On ne peut pas dire autant de l’ancien Premier Ministre, Alphonse Souchlaty Poaty (non membre du PCT) qui vient de prôner la rupture dans une longue interview parue dans le magazine Afrique Education, tout comme, Me Aloïse Moudiléno, ancien Garde des Sceaux et ancien Premier Ministre de Marien Ngouabi, ayant rompu les amarres dès les premières heures de la révolution pécétiste et qui vient d’user une effrayante métaphore pathologique où il compare la Constitution de Sassou à l’épidémie Ebola.

En résumé, pour le Dr. Marcel Guitoukoulou, en 2016, le Président Sassou n’est plus Président. Il faut faire en sorte que le sort du peuple s’acharne sur lui. Quand ce Président sortant persiste à s’accrocher au pouvoir, son intransigeance est une « clef de son bagne à venir  ».

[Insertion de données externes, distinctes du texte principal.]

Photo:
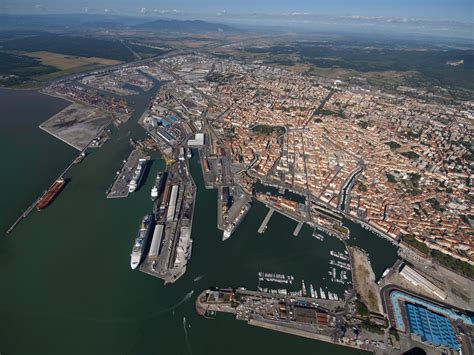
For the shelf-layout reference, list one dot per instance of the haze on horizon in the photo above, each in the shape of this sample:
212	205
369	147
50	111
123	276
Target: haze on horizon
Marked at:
446	10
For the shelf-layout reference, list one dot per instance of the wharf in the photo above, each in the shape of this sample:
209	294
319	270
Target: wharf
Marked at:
119	188
168	262
263	226
297	229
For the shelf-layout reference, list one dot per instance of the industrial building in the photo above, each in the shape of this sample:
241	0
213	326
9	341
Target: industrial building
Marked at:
172	205
418	280
156	241
432	327
197	141
183	250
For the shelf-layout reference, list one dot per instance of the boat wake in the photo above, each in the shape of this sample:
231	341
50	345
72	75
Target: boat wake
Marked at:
200	277
188	345
173	307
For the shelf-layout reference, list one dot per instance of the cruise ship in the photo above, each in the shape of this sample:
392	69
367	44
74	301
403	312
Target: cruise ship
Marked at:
137	175
156	188
140	242
232	226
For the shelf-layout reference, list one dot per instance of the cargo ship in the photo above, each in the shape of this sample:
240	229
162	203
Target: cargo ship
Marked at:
156	188
80	158
137	175
140	242
232	226
49	196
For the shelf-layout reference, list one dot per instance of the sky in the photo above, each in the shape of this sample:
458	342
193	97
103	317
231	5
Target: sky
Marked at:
451	10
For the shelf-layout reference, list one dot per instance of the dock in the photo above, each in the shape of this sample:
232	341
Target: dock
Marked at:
119	188
297	229
263	226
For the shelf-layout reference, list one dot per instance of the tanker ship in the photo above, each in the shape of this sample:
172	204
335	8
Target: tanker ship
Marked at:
49	196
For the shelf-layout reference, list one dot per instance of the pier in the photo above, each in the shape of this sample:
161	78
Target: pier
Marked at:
297	229
263	226
119	188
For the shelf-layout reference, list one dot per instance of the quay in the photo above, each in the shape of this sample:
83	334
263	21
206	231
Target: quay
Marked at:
297	229
263	226
171	244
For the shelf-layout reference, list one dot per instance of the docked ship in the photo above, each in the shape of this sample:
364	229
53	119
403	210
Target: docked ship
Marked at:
49	196
156	188
137	175
80	158
140	242
232	226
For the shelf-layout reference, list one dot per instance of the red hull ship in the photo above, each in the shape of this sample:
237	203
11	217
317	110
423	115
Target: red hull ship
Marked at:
49	196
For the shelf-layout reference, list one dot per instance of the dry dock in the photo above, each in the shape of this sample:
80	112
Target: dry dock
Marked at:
297	229
119	188
263	226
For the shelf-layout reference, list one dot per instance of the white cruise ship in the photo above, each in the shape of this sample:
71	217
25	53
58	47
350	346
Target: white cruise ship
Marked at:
137	175
140	242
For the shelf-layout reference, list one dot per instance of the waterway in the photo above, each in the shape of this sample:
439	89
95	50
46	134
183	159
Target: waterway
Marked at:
67	286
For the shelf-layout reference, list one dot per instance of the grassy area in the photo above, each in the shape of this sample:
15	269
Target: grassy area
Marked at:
453	263
30	69
448	261
65	62
70	45
59	73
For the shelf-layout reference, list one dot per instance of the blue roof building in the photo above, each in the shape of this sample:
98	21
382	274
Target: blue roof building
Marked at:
431	327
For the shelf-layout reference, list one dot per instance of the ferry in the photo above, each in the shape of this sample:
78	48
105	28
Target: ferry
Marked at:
156	188
137	175
232	226
140	242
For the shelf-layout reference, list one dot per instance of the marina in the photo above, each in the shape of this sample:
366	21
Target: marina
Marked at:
263	226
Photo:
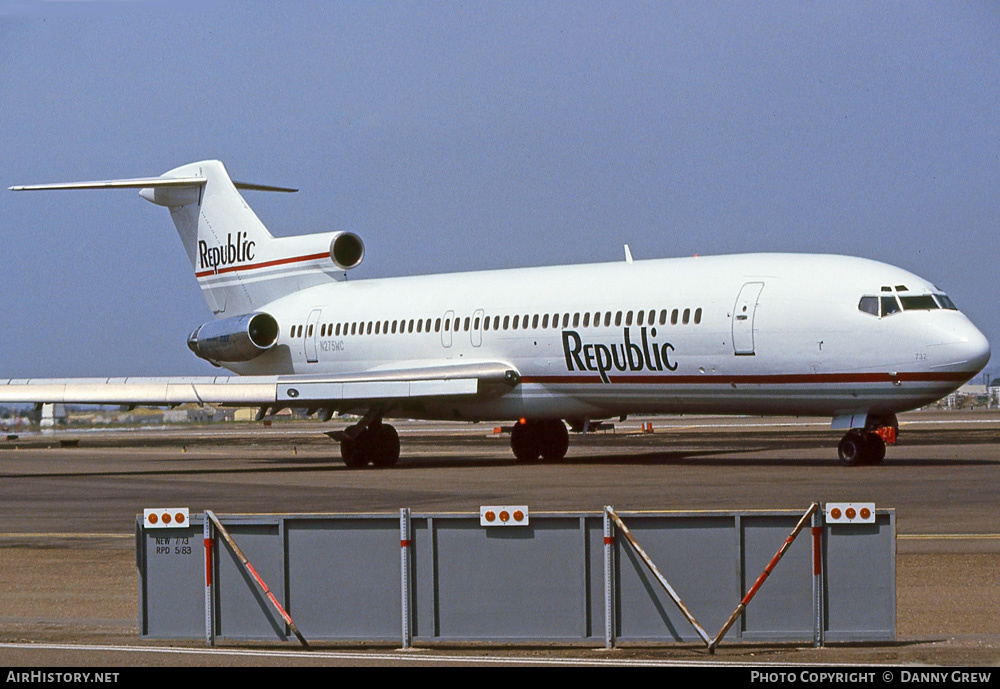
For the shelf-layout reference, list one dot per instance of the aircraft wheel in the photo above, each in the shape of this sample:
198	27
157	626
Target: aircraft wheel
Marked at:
875	450
852	449
352	455
525	441
384	445
555	440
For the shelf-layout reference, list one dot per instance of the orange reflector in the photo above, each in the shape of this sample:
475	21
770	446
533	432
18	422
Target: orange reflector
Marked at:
503	515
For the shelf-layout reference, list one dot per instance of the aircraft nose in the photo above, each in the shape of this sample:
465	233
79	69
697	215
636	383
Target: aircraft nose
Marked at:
973	347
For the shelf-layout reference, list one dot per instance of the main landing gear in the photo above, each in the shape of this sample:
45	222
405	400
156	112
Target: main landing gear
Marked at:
534	438
368	442
859	447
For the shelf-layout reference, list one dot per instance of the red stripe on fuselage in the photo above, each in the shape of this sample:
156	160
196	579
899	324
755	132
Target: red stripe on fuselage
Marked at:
265	264
778	379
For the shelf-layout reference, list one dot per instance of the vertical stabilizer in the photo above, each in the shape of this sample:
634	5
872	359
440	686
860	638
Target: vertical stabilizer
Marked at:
240	266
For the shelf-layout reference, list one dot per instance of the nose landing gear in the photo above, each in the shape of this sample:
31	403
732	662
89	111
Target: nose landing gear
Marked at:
861	447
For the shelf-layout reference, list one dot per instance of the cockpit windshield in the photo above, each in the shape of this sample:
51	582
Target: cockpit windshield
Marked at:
888	304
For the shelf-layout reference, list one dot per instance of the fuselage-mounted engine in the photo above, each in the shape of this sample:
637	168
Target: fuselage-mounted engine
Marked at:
240	338
347	250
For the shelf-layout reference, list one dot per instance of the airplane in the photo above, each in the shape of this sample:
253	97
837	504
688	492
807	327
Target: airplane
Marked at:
753	334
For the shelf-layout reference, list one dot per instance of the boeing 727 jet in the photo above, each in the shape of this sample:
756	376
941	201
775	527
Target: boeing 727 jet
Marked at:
810	335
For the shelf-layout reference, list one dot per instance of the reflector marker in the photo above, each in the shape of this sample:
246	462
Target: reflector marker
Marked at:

Même si le compagnon de route, Roger Loufoua, est d’avis que le travail de l’ombre est plus efficace que les démonstrations sur la place du village, il ne reste pas moins que le pire qui puisse arriver à un homme public c’est de se priver de visibilité. Heureux que l’anesthésiste congolais nous ait réveillés en rompant le silence (depuis la réunion de Pantin, samedi 12 mars 2011 dans le cadre du Congrès du Peuple) avec ses formules chirurgicales dont il a le secret. Pour percer l’abcès il faut l’instrument approprié. Ce 23 mars, le propos du Docteur a opéré sur la situation galeuse du Congo comme un bistouri.